Figure 6 shows the results of the compression strength tests on samples after the curing time of 28 days. There is a strong dependence of the values on the percentage of MK present in the formulations. In fact, the compressive strength decreases by decreasing the amount of MK. In Figure 6, the values of the Si/Al ratio for each sample are shown as orange points. Mechanical properties improve as the Si/Al ratio decreases to around 1.4–1.8. Acceptable results were, however, achieved for sample 70% MK showing a value around 21 MPa, compared to the standard 100% MK [22], so the addition of a 30% foundry sand is considered feasible.

XRD patterns of 70% MK sample and 17A foundry sand are shown in Figure 7. In the sample with 70% MK, the presence of the broadband between 15–35° 2θ can be observed, which is characteristic of the amorphous phase that for pure metakaolin-based geopolymers is positioned between 25–32° 2θ [23]. The presence of this broadband (blue circled in Figure 7) confirms that the presence of foundry sand does not hinder the geopolymerization process, but some degree of crystallinity is maintained due to the nature of sand: this behavior is already observed in literature for geopolymers where wastes with a complex semicrystalline nature were used in place of metakaolin [24].

4. Conclusions

In this work, the potential application of WFSs obtained from different Italian metal casting industries in geopolymers and ceramic materials was investigated.

For porcelain stoneware, the value of linear shrinkage was found to be in the range of 4.3–4.8% for all the formulations (10%, 50%, and 100%), and the values of water absorption (<0.02%) indicate that the obtained material, despite the addition of foundry sand, remains a low porosity material.

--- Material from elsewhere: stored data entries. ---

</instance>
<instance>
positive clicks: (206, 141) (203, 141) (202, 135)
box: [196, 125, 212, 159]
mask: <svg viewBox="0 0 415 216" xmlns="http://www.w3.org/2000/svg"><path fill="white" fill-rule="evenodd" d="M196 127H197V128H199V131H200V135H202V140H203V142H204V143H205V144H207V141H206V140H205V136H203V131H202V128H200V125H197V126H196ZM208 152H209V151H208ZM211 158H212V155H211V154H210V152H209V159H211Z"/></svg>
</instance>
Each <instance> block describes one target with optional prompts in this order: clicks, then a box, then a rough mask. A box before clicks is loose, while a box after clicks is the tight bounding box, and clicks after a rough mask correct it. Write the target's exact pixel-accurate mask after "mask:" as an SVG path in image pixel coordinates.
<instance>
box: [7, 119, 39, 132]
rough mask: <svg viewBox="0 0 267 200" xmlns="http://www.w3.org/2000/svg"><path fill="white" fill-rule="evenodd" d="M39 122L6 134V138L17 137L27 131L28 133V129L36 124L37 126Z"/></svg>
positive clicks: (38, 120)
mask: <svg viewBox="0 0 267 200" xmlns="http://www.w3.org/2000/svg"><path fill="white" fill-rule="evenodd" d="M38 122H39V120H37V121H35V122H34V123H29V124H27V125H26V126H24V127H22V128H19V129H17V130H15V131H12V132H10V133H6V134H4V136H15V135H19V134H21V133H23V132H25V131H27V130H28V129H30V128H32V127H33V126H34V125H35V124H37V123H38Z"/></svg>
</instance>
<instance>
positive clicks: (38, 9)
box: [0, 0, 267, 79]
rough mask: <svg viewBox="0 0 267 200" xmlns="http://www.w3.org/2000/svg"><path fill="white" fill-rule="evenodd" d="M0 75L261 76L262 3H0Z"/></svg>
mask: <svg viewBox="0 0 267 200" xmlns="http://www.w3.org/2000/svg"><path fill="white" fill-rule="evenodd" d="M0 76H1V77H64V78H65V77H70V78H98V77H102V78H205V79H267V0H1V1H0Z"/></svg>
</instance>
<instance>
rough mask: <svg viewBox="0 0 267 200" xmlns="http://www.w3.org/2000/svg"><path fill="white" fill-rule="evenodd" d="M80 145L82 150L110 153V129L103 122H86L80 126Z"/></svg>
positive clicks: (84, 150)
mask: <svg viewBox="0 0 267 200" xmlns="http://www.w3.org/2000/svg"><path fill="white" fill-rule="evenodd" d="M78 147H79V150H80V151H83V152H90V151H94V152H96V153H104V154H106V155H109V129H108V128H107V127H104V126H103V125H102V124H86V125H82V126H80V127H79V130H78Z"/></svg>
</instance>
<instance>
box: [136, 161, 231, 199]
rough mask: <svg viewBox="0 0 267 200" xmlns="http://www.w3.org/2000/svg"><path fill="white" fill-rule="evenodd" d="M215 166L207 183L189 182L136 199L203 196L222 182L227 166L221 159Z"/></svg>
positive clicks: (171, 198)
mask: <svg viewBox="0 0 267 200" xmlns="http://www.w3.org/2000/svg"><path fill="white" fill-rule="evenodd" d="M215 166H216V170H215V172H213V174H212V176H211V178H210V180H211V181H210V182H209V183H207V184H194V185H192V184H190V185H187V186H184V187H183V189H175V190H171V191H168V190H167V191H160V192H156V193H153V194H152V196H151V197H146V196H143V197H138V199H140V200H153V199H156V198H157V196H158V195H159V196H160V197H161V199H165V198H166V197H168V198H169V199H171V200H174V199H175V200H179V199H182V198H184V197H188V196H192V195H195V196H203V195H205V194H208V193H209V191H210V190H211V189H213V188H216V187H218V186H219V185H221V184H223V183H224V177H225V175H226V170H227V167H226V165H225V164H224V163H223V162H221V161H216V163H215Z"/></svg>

The XRD diffractograms confirm that there are no relevant differences between them.

Colorimetry measures revealed that the biggest difference is observed between the STD sample and the SF100% sample with ΔE = 1.73.

For bricks, the addition of foundry sand only slightly affects the post-firing linear shrinkage, showing an increase of the same, as well as for the water absorption. Even with the addition of foundry sand, brick samples remain a highly porous material, and no differences in the crystalline phases present are detected. Even the ΔE values of samples depend on the amount of sand added, with a distinguishable color variation.

For geopolymer formulations, the results of chemical stability, pH and ionic conductivity, and compression strength tests show that there is a strong dependence of the values on the percentage of MK present in the formulations, and the properties of samples worsen with the decrease of MK.

In summary, foundry sand can be used in partial or total substitution to the sand that is typically used as standard, at least when the colorimetric aspect is not of primary importance. So, it can potentially be used for formulations that are not associated with large tile formats where aesthetic needs are relevant.

It is thus possible to obtain acceptable results on the properties of the final materials by replacing virgin sand with foundry sand in geopolymer formulations (although in percentages not exceeding 30%). Further studies could be carried out to optimize the obtained results, thus improving the performance of geopolymer samples containing foundry sand.